Retro-View
This Retro-view is the return of a column featuring reviews about film, music, or books that have not been released recently, but are still noteworthy.
EVAN JOHNSON STAFF
Are you in a troubled relationship? Are your boyfriend’s genitals small and unsightly? Has you girlfriend’s paunch grown too aggressively bulbous? Why not put on a movie? You’ll see that there are many beautiful people in relationships more hopeless and dysfunctional than even your own. Here are three movies that might help. For starters there’s David Cronenberg’s the Fly, in which Jeff Goldblum, who looks like nothing more than a strange insect posing unsuccessfully as a human, plays eccentric physicist Seth Brundle. Brundle meets aspiring journalist Veronica Quaife (Geena Davis) at a science trade show, and even though nobody likes journalists, the two quickly fall in love. During a brief bout of jealousy involving Quaife’s ex-boyfriend Stathis, Brundle gets drunk and decides, understandably, to teleport himself across the room using his newly developed teleportation pods. Unfortunately, he inadvertently fuses his DNA with that of a fly. Oops!
Brundlefly’s subsequent transformation seems to provide a number of sexual metaphors: most obviously, it evokes puberty (particularly in Brundelfly’s fascination with the viscous and milky-white secretions that insist on emerging from various parts of his body), but it also suggests the strange combination of self-conscious body-loathing and wide-eyed curiosity that can accompany the early stages of a new sexual relationship.

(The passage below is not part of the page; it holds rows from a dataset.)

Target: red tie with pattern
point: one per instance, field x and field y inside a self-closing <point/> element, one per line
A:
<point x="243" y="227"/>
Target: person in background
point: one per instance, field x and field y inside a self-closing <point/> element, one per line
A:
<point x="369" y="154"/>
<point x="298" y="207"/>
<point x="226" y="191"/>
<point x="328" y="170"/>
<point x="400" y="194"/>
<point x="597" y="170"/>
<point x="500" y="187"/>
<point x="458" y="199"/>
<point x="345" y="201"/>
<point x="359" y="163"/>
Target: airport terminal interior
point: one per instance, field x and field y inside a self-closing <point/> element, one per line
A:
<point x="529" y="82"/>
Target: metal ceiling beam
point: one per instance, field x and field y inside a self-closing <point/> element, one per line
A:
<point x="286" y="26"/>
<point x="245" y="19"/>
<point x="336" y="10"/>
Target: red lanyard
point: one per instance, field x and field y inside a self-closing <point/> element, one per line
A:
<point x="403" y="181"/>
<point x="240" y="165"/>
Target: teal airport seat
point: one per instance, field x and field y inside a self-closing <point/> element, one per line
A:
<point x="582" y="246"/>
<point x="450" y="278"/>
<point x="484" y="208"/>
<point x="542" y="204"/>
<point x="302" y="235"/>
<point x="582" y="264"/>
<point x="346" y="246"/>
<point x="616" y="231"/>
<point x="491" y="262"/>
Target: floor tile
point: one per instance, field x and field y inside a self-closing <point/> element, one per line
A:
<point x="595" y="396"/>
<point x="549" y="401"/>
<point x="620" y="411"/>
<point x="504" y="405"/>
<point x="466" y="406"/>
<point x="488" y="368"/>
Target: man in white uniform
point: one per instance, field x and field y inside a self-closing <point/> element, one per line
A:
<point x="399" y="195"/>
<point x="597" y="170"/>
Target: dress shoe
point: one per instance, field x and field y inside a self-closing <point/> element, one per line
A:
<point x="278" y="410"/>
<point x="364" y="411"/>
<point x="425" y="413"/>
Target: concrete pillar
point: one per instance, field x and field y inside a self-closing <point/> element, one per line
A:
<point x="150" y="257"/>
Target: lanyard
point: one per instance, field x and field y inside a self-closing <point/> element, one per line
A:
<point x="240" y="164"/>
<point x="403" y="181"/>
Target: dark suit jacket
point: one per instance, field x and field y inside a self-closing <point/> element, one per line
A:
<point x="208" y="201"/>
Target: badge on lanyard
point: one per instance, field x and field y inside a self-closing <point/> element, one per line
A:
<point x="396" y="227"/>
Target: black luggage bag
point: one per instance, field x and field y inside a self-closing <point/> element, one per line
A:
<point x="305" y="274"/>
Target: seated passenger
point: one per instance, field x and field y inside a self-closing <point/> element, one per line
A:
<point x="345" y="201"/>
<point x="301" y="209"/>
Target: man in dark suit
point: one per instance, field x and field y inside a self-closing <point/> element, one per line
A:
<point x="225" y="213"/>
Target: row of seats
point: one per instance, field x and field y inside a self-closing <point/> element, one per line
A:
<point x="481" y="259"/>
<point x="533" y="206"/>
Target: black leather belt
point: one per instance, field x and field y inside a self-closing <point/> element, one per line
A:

Anyway, things deteriorate in a truly revolting, Cronenbergian fashion until the doomed relationship is finally over and poor Veronica Quaife is scarred for life, if not by the tragedy of her lover’s death then by the fact that, after learning that she’s been impregnated by Brundlefly, David Cronenberg himself appears as the gynecologist performing the necessary abortion.
Even better than the Fly, however, is Byron Haskin’s 1954 melodrama Naked Jungle, in which Charlton Heston plays Christopher Leiningen, a despotic plantation owner who must deal simultaneously with the confusing feelings brought on by the arrival of his mailorder bride (Eleanor Parker) and the army of man-eating ants (“marabunta!”) that threatens his chocolate plantation.
This schizophrenic premise is at least as great as it sounds and is based on Carl Steven- son’s excellently titled story Leiningen vs. the Ants, though screenwriter Philip Yordan wisely ratchets up the romance and melodrama. The resulting film barely even mentions the ants before the halfway mark, instead choosing to chronicle the harsh and awkward early stages of Leiningen’s marriage.
Leiningen, sporting a sweaty chest that extends all the way down to his belt, first tries to break his wife like he would a rebellious peon, until he learns that she’s been married before, at which point he decides that she’s nothing but “another man’s leavings” and must be sent back from whence she came. Through all of this Joanna is remarkably patient, but eventually Leiningen is able to open up and reveal the sensitive, inner Leiningen, the one that reads poetry and whips only naughty peons. Then the ants come and the couple falls in love.
The film is certainly drawing some kind of connection between the awakening of sexual/romantic feelings and the unwavering onslaught of a scourge of angry insects, but Leiningen’s imposing manliness is so potent and horrific in itself that it hardly needs an entomological metaphor to compound it, so I doubt the perspective is Joanna’s. It is possible, then, that the ants here stand in for woman. Woman — not a single, lumbering monstrosity (that’s man — as in the Fly) — but a fluid community of minor horrors.
The whole thing is sumptuously realized, beautiful, brilliant, hilarious, but it’s not as great as Cat People, the exquisite and atmospheric 1942 art-horror collaboration between director Maurice Tourneur and producer Val Lewton. In the case of Cat People, the dysfunctional relationship doesn’t involve insects, but does involve horrific transformation. The already improbably feline actress Simone Simon plays Irena Dubrovna, a Serbian woman who believes that she will transform into a deadly panther if she becomes too angry, passionate, or sexually aroused. As a result, she shies away from the affections of her husband Oliver, and their marriage inevitably suffers.
When Oliver decides it’s time to leave Irena, he bravely tells her that he’s in love with another woman. “Ah,” says the film’s dapper psychiatrist Louis Judd, “the story grows more and more charming.” The aftermath of this break up leads to a genuinely chilling night-time pool scene in which bathing “other woman” Alice Moore is stalked by an angry panther that may or may not be Irena.
I suppose it’s possible that the film is suggesting that there is something terrifying and supernatural about female sexuality, but it could just as easily be decrying this very notion and suggesting the exact opposite, that such retrograde versions of sexuality are themselves dangerous and unnatural. Whatever it’s saying, it has the ring of emotional truth. That’s a cop-out, I suppose, but just see Cat People and try not to love it.